The rate of this kind of decay depends on the chance of an electron straying into the nucleus and getting absorbed. So increasing the density of electrons surrounding the atomic nucleus can speed up the decay. The reverse is true for the types of decay that involve expelling a neutron: increasing the electron density around that type of atom slows the process down.

At least, that is the idea. But the changes seen previously have been tiny. Now Tsutomu Ohtsuki of Tohoku University in Sendai, Japan, and colleagues have boosted the effect by trapping beryllium-7 atoms in molecular cages. They report their results in Physical Review Letters1.

The researchers induced a nuclear reaction to produce beryllium-7 atoms with a lot of energy, which were able to bash their way through the walls of cage-like carbon molecules called buckminsterfullerenes.

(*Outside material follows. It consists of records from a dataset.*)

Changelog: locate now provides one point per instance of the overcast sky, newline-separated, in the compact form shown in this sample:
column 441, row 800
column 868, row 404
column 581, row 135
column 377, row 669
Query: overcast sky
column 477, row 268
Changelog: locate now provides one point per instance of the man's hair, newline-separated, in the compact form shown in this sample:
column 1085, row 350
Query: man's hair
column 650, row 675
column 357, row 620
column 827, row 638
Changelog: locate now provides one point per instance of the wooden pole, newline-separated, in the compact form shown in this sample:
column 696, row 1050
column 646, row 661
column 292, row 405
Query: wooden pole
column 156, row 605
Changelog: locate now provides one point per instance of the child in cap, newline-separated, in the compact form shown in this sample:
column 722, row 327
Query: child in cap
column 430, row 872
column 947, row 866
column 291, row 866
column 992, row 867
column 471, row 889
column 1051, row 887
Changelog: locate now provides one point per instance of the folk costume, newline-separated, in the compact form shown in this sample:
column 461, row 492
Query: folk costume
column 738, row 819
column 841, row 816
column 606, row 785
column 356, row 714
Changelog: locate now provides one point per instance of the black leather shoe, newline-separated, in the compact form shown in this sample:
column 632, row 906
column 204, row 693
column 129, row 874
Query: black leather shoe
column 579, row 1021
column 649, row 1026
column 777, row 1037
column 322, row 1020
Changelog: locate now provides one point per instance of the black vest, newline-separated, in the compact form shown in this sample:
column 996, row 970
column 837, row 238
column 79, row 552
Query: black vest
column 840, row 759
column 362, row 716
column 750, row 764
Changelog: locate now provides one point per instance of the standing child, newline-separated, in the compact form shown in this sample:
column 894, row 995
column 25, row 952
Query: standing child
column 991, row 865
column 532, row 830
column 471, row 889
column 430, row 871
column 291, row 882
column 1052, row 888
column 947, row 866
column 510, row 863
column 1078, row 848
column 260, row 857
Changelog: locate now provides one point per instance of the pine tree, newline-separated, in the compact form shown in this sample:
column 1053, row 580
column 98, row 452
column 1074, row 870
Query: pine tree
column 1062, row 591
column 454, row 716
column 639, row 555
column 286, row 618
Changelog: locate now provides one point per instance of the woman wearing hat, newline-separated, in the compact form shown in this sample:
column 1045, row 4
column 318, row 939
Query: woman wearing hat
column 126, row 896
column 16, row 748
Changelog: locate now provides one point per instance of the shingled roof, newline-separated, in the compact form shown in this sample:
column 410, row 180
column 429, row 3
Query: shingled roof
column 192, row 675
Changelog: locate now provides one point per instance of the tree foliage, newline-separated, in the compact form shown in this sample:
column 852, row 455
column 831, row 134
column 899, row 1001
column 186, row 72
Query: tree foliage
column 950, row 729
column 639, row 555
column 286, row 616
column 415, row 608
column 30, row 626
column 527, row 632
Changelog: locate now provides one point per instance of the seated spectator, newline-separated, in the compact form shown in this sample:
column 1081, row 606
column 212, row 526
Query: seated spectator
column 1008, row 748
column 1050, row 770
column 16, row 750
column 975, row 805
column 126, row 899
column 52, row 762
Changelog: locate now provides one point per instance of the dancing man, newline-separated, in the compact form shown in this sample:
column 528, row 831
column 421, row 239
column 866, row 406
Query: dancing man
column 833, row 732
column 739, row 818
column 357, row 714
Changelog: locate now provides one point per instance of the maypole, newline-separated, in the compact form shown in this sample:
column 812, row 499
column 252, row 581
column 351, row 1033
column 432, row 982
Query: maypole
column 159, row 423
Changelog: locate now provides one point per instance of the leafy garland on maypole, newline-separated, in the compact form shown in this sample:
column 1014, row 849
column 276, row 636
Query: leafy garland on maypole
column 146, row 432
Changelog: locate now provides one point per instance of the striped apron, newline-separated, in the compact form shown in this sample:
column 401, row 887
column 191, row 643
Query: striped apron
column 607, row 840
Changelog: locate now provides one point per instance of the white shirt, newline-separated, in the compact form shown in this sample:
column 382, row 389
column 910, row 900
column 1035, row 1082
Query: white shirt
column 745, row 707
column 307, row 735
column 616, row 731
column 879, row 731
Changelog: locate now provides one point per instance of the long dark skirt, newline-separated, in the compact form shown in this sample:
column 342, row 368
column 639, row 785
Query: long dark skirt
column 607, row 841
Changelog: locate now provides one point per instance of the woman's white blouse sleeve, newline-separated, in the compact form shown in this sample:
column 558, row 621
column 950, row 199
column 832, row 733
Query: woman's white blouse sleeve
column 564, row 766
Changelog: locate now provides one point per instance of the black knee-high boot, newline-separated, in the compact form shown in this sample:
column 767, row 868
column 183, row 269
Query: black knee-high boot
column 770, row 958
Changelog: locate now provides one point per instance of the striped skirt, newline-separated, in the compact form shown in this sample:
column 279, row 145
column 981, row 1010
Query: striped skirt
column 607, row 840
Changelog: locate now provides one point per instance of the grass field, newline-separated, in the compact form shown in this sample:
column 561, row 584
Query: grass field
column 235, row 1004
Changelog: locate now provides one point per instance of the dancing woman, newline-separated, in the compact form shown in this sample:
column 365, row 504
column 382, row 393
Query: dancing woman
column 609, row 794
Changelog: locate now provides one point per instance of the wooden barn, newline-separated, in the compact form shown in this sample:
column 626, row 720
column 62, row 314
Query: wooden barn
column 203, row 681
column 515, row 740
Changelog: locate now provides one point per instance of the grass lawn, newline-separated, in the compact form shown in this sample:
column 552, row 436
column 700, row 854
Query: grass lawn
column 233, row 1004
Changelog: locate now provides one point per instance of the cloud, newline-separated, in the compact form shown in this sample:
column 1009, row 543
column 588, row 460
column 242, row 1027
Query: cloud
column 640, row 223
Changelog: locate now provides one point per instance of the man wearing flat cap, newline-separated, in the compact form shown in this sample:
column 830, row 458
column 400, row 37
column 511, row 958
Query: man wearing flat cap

Once the beryllium atoms are trapped, the carbon cage surrounds them with a dense cloud of electrons. This makes it more likely for an electron to get into the trapped atom's nucleus and induce decay. The researchers found that beryllium-7 encased in buckminsterfullerene has a half-life of about 52.5 days, compared with 53 days for pure beryllium-7. The half-life is the time it takes for half of the initial amount of material to decay.

Waste disposal

Speeding up decay by less than 1% will not help much in disposing of radioactive waste with half-lives of thousands or millions of years. So could the effect be made much bigger?

Peter Möller, a physicist at the Los Alamos National Laboratory in New Mexico, says that if you could recreate conditions such as those found in the interior of a hot star, changes in nuclear decay rates could be much more dramatic.

"People don't know how to engineer such an environment," he admits. But squeezing a radioactive substance to very high pressures might enhance the effect that Ohtsuki and colleagues have seen.

References

  1. Ohtsuki T., Yuki H., Muto M., Kasagi J. & Ohno K. Physical Review Letters, 93. (2004).